SEATTLE—Nouveau Vision, an independent wholesale laboratory in Redmond, Washington, has filed a class action lawsuit against Transitions Optical, Essilor of America and Essilor Laboratories of America (ELOA), alleging that the three companies violated federal antitrust laws.

The suit, filed last week in U.S. District Court, Western District of Washington, claims that the companies violated the Sherman Antitrust Act by engaging in a "longstanding conspiracy to monopolize the market for the development, manufacturer and sale of photochromic treatments for corrective ophthalmic lenses," according to court documents.

In the suit, Nouveau Vision alleges that from 1999 to early March 2010, Transitions Optical, Essilor of America and ELOA engaged in "unfair methods of competition that foreclosed key distribution channels for existing rivals and impeded market entry by potential rivals into the market for photochromic treatments." Documents filed with the court also charge that "Defendants and their co-conspirators engaged in acts and practices that collectively had the effect of improperly maintaining Transitions' monopoly power and unreasonably restraining trade in that market."

Transitions Optical, based in Pinellas Park, Fla., is the leading producer of photochromic lenses. The company is co-owned by PPG Industries and Essilor.

The class action suit comes a month after the Federal Trade Commission (FTC) reached a settlement with Transitions Optical that bars Transitions Optical from using allegedly anticompetitive practices to maintain its monopoly and increase prices on photochromic lenses. The settlement was accompanied by a "consent agreement" between the FTC and Transitions Optical that includes restrictions on exclusive or preferred customer relationships. Transitions Optical has denied any wrongdoing in the matter.
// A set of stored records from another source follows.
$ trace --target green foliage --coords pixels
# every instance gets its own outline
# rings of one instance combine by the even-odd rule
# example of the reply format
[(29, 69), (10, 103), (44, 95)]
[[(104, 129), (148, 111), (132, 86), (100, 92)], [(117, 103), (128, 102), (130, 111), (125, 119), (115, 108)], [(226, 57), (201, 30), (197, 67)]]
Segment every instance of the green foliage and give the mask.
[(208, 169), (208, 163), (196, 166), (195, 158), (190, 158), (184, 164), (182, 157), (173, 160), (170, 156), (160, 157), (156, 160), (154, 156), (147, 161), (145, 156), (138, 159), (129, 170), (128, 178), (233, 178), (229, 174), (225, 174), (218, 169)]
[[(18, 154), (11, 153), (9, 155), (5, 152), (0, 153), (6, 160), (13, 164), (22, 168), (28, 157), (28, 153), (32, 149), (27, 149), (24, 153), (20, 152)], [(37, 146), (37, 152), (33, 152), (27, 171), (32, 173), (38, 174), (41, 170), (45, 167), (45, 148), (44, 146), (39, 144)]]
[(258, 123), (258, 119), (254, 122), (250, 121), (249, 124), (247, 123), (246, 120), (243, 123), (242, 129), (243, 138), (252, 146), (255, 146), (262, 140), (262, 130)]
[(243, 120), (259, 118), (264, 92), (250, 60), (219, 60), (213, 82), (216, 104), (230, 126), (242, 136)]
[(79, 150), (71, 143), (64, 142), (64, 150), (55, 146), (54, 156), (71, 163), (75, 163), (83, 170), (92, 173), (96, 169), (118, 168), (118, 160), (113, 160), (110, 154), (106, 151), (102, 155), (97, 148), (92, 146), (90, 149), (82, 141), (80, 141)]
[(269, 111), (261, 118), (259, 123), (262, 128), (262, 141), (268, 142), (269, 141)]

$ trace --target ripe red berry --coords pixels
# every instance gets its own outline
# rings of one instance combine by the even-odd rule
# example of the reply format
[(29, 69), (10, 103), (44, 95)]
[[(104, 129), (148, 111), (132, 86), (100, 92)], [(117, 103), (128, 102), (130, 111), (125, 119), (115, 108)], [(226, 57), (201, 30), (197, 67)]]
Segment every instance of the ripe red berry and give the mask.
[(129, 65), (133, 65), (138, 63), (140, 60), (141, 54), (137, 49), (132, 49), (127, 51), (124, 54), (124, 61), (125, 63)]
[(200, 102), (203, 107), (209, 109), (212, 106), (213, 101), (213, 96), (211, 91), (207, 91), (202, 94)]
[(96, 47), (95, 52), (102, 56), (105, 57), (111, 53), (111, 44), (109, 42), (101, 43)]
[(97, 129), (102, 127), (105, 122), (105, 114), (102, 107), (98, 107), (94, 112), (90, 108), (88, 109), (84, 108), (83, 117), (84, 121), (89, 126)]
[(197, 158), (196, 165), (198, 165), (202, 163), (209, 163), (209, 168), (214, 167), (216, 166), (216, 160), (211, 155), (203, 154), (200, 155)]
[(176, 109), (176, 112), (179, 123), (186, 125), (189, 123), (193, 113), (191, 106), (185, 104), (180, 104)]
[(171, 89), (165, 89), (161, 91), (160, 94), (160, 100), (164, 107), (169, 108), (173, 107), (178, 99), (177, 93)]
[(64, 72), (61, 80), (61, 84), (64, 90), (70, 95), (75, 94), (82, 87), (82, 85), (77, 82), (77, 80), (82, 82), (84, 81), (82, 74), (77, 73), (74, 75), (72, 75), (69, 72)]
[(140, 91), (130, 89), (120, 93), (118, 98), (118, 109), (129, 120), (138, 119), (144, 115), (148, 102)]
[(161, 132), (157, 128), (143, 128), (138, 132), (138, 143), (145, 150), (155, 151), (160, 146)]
Commenting on the class action lawsuit, Tim Sutich, owner and president of Nouveau Vision, told VMail, "With this lawsuit, we're saying 'enough is enough.'"

Responding to questions from VMail about Nouveau Vision's action, a Transitions Optical spokesperson said, "It's not unusual for lawsuits like this to be attempted after consent agreements like ours are filed with the FTC. We remain confident about our company and our business practices and feel that we have always done what is right for the success of all our customers and partners. The continued support we receive from our customers and partners shows, more than anything, that we are working in the best interest of the optical industry overall."

An Essilor spokesperson said in response to the VMail's query, "Essilor generally does not comment on on-going litigation. However, it is Essilor's practice to fully comply with all applicable laws and regulations."

The class action suit against Transitions Optical, Essilor of America and ELOA is not the first time Nouveau Vision has taken formal action against large optical industry companies for alleged antitrust violations. In September, 2009, the wholesaler filed a formal complaint, as reported by VMail, with Washington state insurance and law enforcement officials and the FTC against managed vision care giant VSP and Essilor.